If you’re looking for an NBN plan free from promotional discounts, MATE tends to be one of the cheapest providers around. You can also save $10 per month on any MATE NBN plans by bundling them with one of the provider’s SIM-only mobile plans. MATE’s mobile plans start at $20 per month for 5GB and are powered by the Telstra network.
MyRepublic fares well when it comes to evening speeds. Customers can expect typical evening speeds of 83Mbps on NBN 100 plans, and 43Mbps on NBN 50 plans. Avoid MyRepublic NBN 25 plans however, as the telco only reports peak hour speeds of 15Mbps on those. Most other providers report at least 20Mbps on NBN 25 plans during busy periods.
MyRepublic also has an NBN 250 plan, and reports typical evening speeds of 150Mbps on it. That makes it the slowest NBN 250 plan around, but it’s also a little more affordable than other options.
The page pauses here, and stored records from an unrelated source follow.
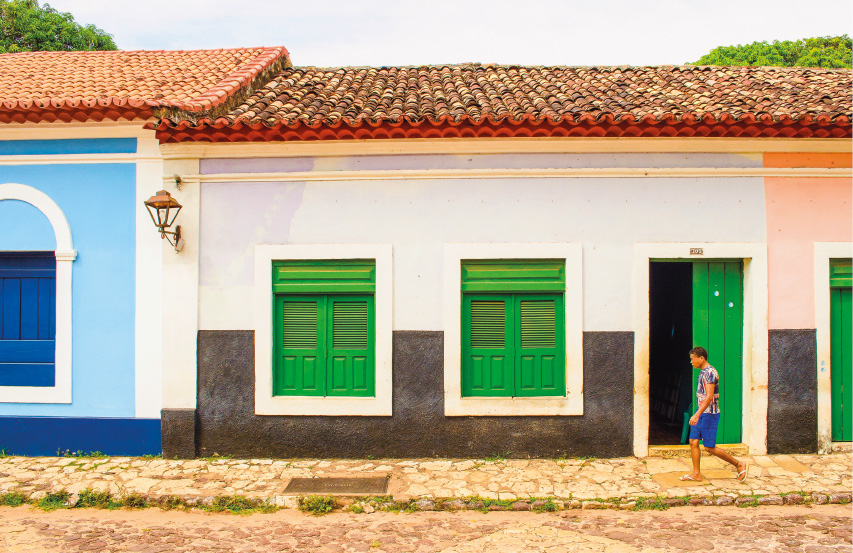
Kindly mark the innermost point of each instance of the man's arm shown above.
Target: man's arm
(709, 396)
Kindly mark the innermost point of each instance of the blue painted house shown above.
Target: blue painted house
(80, 264)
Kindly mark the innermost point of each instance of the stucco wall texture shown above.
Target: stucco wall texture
(606, 215)
(800, 212)
(103, 301)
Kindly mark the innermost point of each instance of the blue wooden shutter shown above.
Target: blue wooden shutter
(27, 319)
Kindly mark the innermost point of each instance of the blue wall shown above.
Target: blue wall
(23, 227)
(99, 202)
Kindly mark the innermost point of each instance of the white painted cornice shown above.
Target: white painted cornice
(586, 172)
(463, 146)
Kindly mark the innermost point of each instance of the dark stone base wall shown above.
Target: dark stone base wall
(178, 433)
(226, 423)
(792, 392)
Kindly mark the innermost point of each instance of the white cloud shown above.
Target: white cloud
(398, 32)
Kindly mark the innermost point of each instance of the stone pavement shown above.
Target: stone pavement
(788, 529)
(571, 480)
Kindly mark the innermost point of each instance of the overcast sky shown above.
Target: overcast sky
(530, 32)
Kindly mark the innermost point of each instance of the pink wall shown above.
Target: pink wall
(801, 211)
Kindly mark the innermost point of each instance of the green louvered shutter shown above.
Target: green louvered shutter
(300, 334)
(487, 353)
(513, 327)
(541, 365)
(351, 355)
(324, 327)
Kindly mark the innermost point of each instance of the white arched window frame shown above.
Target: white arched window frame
(65, 254)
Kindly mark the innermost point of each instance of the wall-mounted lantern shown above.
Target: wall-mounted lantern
(166, 209)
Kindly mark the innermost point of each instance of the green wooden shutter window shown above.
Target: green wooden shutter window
(513, 345)
(299, 360)
(840, 273)
(488, 322)
(841, 348)
(349, 325)
(324, 276)
(537, 324)
(514, 275)
(299, 321)
(323, 333)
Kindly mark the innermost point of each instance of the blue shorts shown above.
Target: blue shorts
(706, 429)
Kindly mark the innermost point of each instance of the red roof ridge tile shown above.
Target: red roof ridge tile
(369, 100)
(146, 80)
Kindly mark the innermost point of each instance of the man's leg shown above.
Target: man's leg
(723, 454)
(696, 455)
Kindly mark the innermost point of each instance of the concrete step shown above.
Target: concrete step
(672, 451)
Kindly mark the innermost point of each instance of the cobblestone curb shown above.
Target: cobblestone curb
(370, 505)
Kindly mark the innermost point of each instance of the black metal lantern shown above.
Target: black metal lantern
(164, 209)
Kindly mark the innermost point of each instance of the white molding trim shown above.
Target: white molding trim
(456, 405)
(60, 130)
(148, 315)
(755, 333)
(823, 252)
(265, 402)
(463, 146)
(580, 172)
(73, 159)
(60, 392)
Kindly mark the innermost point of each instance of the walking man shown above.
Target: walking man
(703, 424)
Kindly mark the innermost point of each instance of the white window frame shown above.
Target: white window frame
(823, 253)
(268, 404)
(570, 404)
(65, 255)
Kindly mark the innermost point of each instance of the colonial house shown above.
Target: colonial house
(80, 261)
(477, 259)
(432, 261)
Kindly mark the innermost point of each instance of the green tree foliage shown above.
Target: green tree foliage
(828, 51)
(26, 27)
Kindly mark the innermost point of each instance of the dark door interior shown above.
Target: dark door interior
(670, 340)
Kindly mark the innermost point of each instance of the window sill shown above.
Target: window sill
(572, 405)
(329, 406)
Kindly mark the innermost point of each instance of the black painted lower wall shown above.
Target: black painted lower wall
(225, 422)
(178, 433)
(792, 392)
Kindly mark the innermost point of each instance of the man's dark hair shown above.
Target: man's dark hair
(700, 352)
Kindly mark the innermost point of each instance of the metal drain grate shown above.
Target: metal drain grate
(344, 486)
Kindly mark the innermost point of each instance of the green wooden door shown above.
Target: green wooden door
(350, 357)
(841, 331)
(488, 354)
(718, 327)
(300, 327)
(513, 345)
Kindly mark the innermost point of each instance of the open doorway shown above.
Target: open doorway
(670, 340)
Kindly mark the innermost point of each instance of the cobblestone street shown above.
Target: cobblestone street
(794, 529)
(504, 479)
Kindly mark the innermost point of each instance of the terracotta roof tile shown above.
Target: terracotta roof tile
(504, 95)
(188, 80)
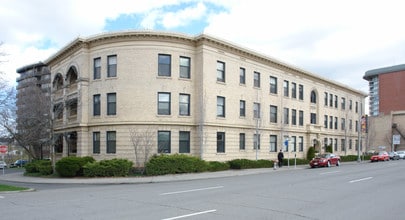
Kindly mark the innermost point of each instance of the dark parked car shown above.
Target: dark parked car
(380, 156)
(393, 155)
(19, 163)
(325, 160)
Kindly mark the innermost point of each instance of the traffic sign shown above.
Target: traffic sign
(396, 139)
(3, 149)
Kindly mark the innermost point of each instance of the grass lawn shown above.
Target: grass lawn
(11, 188)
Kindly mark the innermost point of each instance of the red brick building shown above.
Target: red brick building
(387, 108)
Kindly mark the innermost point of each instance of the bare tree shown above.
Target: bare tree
(142, 141)
(31, 127)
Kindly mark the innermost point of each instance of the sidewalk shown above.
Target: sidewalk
(19, 177)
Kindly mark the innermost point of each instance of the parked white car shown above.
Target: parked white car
(3, 164)
(401, 154)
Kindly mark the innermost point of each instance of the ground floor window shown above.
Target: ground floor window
(242, 141)
(164, 142)
(220, 142)
(96, 142)
(111, 142)
(184, 142)
(273, 143)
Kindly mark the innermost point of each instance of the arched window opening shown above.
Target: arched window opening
(71, 76)
(58, 82)
(313, 97)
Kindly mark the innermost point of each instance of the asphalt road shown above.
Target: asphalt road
(352, 191)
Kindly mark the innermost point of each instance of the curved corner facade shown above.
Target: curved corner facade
(135, 94)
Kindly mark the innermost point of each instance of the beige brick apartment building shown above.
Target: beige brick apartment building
(197, 95)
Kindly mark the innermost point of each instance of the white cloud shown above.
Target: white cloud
(183, 17)
(337, 39)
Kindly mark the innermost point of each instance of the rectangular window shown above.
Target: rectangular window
(220, 142)
(273, 85)
(336, 123)
(293, 116)
(256, 110)
(242, 141)
(301, 143)
(335, 144)
(96, 142)
(184, 142)
(286, 87)
(164, 103)
(343, 123)
(294, 90)
(301, 118)
(331, 122)
(256, 79)
(164, 142)
(220, 106)
(294, 143)
(185, 67)
(111, 142)
(256, 141)
(273, 143)
(286, 116)
(313, 118)
(220, 71)
(184, 104)
(111, 104)
(242, 108)
(336, 101)
(96, 105)
(343, 103)
(301, 92)
(343, 145)
(165, 65)
(242, 76)
(331, 100)
(273, 113)
(97, 68)
(112, 66)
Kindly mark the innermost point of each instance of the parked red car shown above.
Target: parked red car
(325, 160)
(381, 156)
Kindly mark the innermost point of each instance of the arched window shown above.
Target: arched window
(71, 76)
(313, 97)
(58, 81)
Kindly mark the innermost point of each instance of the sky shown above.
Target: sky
(338, 40)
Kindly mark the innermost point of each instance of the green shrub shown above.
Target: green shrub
(310, 153)
(249, 164)
(72, 166)
(105, 168)
(43, 167)
(217, 166)
(174, 163)
(297, 161)
(329, 148)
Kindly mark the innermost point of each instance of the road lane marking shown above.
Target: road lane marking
(189, 215)
(330, 172)
(191, 190)
(358, 180)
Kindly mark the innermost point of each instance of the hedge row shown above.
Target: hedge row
(103, 168)
(42, 167)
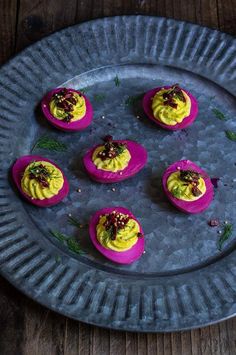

iPrimus isn’t the fastest provider around, but it still does alright. It reports typical evening speeds of 82Mbps on NBN 100 plans, 41Mbps on NBN 50 plans, and 20Mbps on NBN 25 plans. Not spectacular, but not bad either. iPrimus has an NBN 250 plan, but has yet to provide speed guidance for it.
Alex Choros is Managing Editor at WhistleOut, Australia’s phone and internet comparison website.